Mapleview Markham Mennonite Church looking to rezone
MAPLETON – Council here held a public meeting on Feb. 10 to review a rezoning application from Mapleview Markham Mennonite Church.
No members of the public spoke for or against the application.
The rezoning would allow the church to expand its parking lot at 7184 14th Line, about a kilometre north of Alma.
It is a condition of a lot line adjustment that was provisionally approved in October.
The lot line adjustment expands the church property by taking land from a neighbouring farm.
The rezoning would change the land from industrial to agricultural with a site-specific exemption.
Overall, the property, owned by Elmer Frey, is 1.3 hectares (three acres) in size and currently zoned institutional.

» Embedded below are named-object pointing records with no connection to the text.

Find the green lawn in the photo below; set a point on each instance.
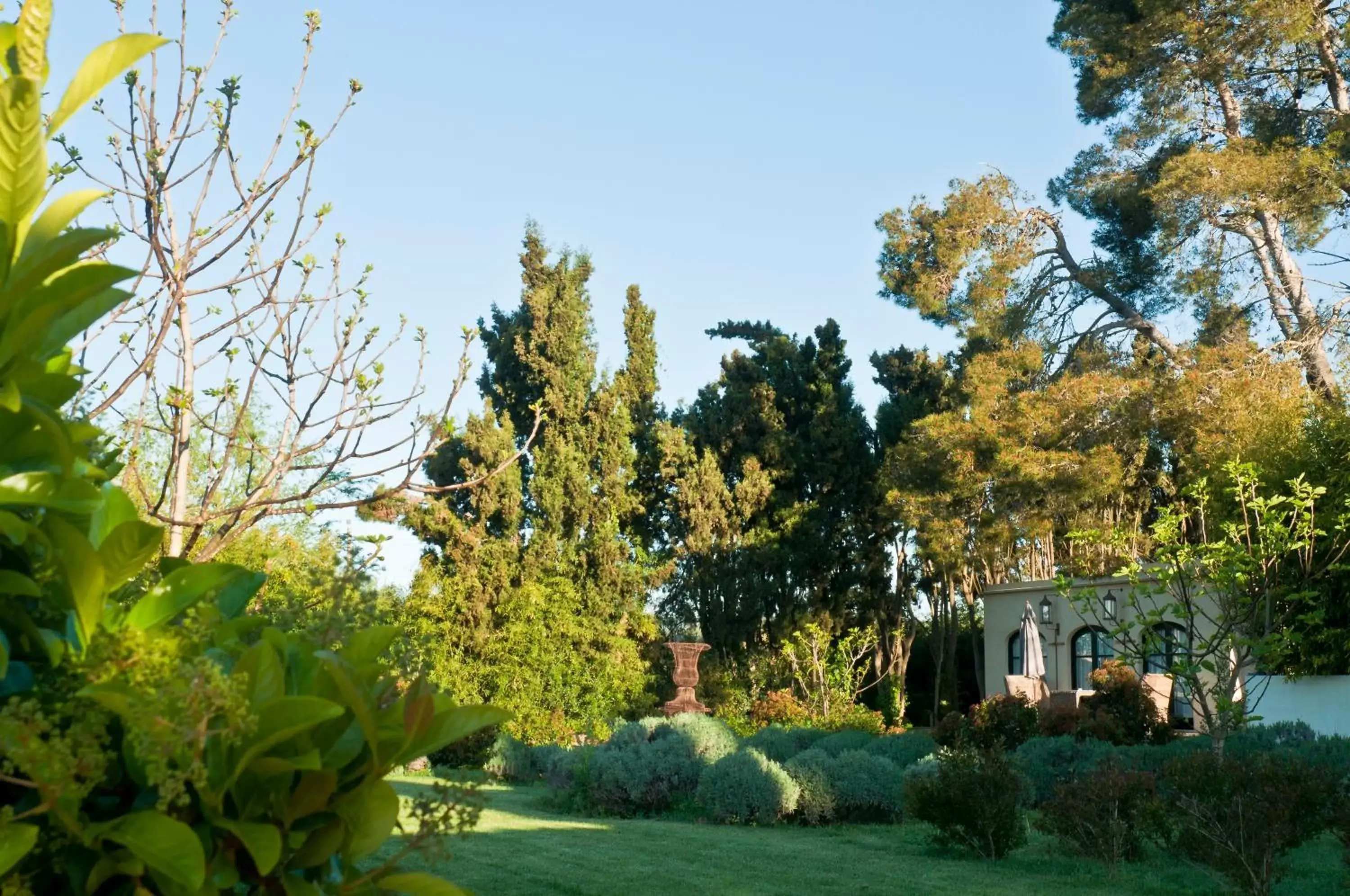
(520, 848)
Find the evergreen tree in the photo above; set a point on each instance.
(775, 482)
(534, 596)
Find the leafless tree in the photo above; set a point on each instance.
(246, 378)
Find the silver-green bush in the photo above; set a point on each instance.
(747, 788)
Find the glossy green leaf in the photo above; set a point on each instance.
(83, 571)
(357, 699)
(114, 511)
(279, 721)
(372, 813)
(30, 41)
(23, 150)
(49, 490)
(262, 841)
(127, 550)
(419, 884)
(99, 68)
(15, 842)
(266, 676)
(164, 844)
(57, 218)
(181, 589)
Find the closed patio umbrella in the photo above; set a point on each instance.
(1033, 662)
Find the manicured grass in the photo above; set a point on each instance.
(522, 848)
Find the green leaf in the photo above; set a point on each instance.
(164, 844)
(181, 589)
(372, 813)
(112, 512)
(279, 721)
(419, 884)
(57, 218)
(83, 571)
(127, 550)
(30, 41)
(23, 150)
(357, 699)
(266, 678)
(235, 594)
(14, 582)
(15, 842)
(102, 67)
(262, 841)
(48, 490)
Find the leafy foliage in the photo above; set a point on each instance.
(154, 737)
(974, 801)
(1242, 815)
(747, 788)
(1105, 815)
(535, 596)
(1121, 710)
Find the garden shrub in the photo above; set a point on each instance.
(854, 717)
(867, 787)
(777, 743)
(1103, 814)
(747, 788)
(472, 752)
(1121, 709)
(1059, 721)
(654, 764)
(904, 749)
(157, 740)
(843, 741)
(974, 801)
(1241, 815)
(812, 770)
(1004, 721)
(779, 708)
(511, 760)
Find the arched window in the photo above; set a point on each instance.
(1016, 652)
(1091, 648)
(1170, 644)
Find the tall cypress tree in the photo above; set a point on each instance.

Township planner Linda Redmond said historically, uses such as a church in this area were zoned industrial, but the municipality prefers to “rezone them to an agricultural zone with a site-specific exemption that outlines what it can be used for” when applications for expansions come before council.

“Institutional zoning really doesn’t align with the county official plan policies for prime agricultural land,” she said.
Rod Finnie, who represented the property owner during the meeting, said, “I understand why you’d like to have it changed to an agricultural exemption instead of institutional – you might not want a big correctional facility on the property for one reason or another.”
Rezoning from industrial to agricultural also helps to mitigate potential setback limitations for future expansions of surrounding livestock facilities, Redmond explained, “which is good – we don’t want to create a situation where they can’t expand.”
The applicants requested that a site-specific exemption be included to permit potentially opening a school on the property.
Finnie said while a school is “not something that is going to happen over night it is a possibility and we would like to keep it open.”
“We have no concerns with adding that provision,” Redmond said. “It makes perfect sense to utilize the property for this use.”
Councillor Amanda Reid asked if the school would need to be within the existing building, or if a new building could be constructed on the property for a school.
Redmond said “if they want to build another building they could do that now with the zoning they have, so there’s no stipulation it has to be in the same building.”
A small area at the front of the property is a natural environment zone that is under the authority of the Grand River Conservation Authority (GRCA).
Officials with the GRCA have asked that this zone be expanded to align with their own mapping, which Redmond said is more accurate than the township’s, so “We have no problem with that.”
She said the change makes it “easy and clear for everybody to see where the protected lands are to be on that property and no development should occur in that area.”
Finnie thanked Mapleton staff for being helpful and cooperative, noting, “We really do appreciate it when people work together – if we all work together we can come up with good answers to the problems we face.”